Local 33’s organizing strategy at Yale relied on the controversial principle of the “micro-unit,” a subset of employees who can organize and negotiate on issues that impact a larger group of employees. In the case of Yale, nine micro-units were created along departmental lines. That meant that only a small population of graduate student teachers, 228 out of approximately 2600 in total, participated in the vote for unionization.
The National Labor Relations Board (NLRB) currently endorses the “micro-unit” concept. Pro-management organizations, such as the U.S. Chamber of Commerce lobbying group, have expressed strong opposition to “micro-units,” criticizing them as contrary to workers’ interests and to efficient collective bargaining. Smaller units, from the union perspective, are easier and less costly to organize.
Yale is challenging this doctrine in the Local 33 case, claiming that:
“The low vote count (under 9 percent) was due to Local 33’s ‘micro-unit strategy’ of holding nine separate union elections, and preventing students in the rest of the school’s departments from having a say on the question of unionization.”
The legal framework
When Senator Robert Wagner wrote the National Labor Relations Act of 1935 (the Wagner Act), he made important choices about collective action and the American framework of government. For instance, the NLRA is the reason why public universities, as government entities, are governed by state labor laws, while Yale, as a private university, is regulated by the NLRA and federal law.
Another key decision Wagner made was to expedite the union election process by deferring legal questions until after voters had made the choice regarding representation. At Yale, the students voted to unionize using the “micro-unit” strategy, and it’s only at this point in the process that a legal determination on the issue can be litigated.
Yale’s opposition to the unit will be reviewed in federal court only if Yale refuses to bargain with the union and the National Labor Relations Board issues an unfair labor practice charge. By not dealing with the union, Yale is taking a necessary step to test the legality of the “micro-units.”
What’s next for higher education?
The events at Yale raise an important policy issue – one whose resolution will initially depend on President Trump and, subsequently, on the federal courts.

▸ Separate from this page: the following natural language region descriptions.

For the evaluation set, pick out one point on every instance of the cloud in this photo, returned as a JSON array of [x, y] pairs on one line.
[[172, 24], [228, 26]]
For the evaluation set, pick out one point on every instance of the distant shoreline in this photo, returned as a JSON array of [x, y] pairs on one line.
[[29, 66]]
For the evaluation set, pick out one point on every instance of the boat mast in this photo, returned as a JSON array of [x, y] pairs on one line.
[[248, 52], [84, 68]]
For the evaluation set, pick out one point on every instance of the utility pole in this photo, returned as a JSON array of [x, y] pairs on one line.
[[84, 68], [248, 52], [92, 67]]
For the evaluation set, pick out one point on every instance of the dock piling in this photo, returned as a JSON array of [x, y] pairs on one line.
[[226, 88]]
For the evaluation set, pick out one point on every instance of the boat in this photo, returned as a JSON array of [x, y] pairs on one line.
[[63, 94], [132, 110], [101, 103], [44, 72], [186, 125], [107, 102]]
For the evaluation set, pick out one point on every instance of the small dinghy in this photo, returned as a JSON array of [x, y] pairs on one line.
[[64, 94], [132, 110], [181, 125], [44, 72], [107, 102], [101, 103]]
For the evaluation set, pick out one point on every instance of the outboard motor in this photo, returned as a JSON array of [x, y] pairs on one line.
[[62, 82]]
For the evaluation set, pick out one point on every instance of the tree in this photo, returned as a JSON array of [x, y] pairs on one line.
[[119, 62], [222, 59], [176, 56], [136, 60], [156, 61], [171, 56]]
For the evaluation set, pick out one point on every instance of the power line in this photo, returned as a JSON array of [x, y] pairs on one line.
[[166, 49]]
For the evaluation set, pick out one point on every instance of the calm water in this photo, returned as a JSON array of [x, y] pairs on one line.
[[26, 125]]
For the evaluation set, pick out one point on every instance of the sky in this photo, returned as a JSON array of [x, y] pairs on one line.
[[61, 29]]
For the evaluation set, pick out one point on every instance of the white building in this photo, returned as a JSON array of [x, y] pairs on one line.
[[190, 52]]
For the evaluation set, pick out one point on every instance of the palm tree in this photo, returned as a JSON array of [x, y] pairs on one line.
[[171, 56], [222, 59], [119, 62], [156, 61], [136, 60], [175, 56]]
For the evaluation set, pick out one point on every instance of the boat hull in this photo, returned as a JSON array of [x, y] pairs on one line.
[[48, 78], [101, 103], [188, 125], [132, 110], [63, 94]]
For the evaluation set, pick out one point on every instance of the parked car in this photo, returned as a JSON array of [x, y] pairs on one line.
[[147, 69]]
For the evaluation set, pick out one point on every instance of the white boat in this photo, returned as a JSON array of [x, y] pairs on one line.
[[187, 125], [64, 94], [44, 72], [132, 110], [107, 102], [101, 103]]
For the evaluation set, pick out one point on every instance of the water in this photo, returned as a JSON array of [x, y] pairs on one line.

As the situation now stands, Trump can immediately fill two vacancies on the five-member National Labor Relations Board. One current member, Chairman Phillip Miscimarra, is a Republican appointed by former President Barack Obama, and his term extends through 2017. According to reports, Trump is considering three conservative lawyers for the board vacancies, two of whom work for pro-management law firms. The new Republican majority can be expected to overturn rulings from the previous board, including rules about micro-units and union elections.
With these appointments in place, the Yale micro-unit that formed Local 33 would likely be overturned, leaving no union of graduate student teachers in place to negotiate for a labor contract. Indeed, critics of the university’s tactics accuse Yale of trying to wait out negotiations until the new appointees are in place.
Beyond the private sector
Changes are also taking place for public sector unions. As in the private sector, the altered political environment will work to disadvantage labor organizations in public higher education.
U.S. Supreme Court Justice Samuel Alito has actively worked against collective bargaining. His anti-unionism includes a 2012 case involving California teachers, where Alito took the constitutional position that government workers should be given the choice to “opt in” to union dues payments rather than be forced to “opt out.” Such a rule would deliver a lethal blow to public sector unions – including unions at public universities. Without mandatory dues payments, the union’s ability to bargain effectively is severely undermined because of a lack of resources necessary to conduct bargaining.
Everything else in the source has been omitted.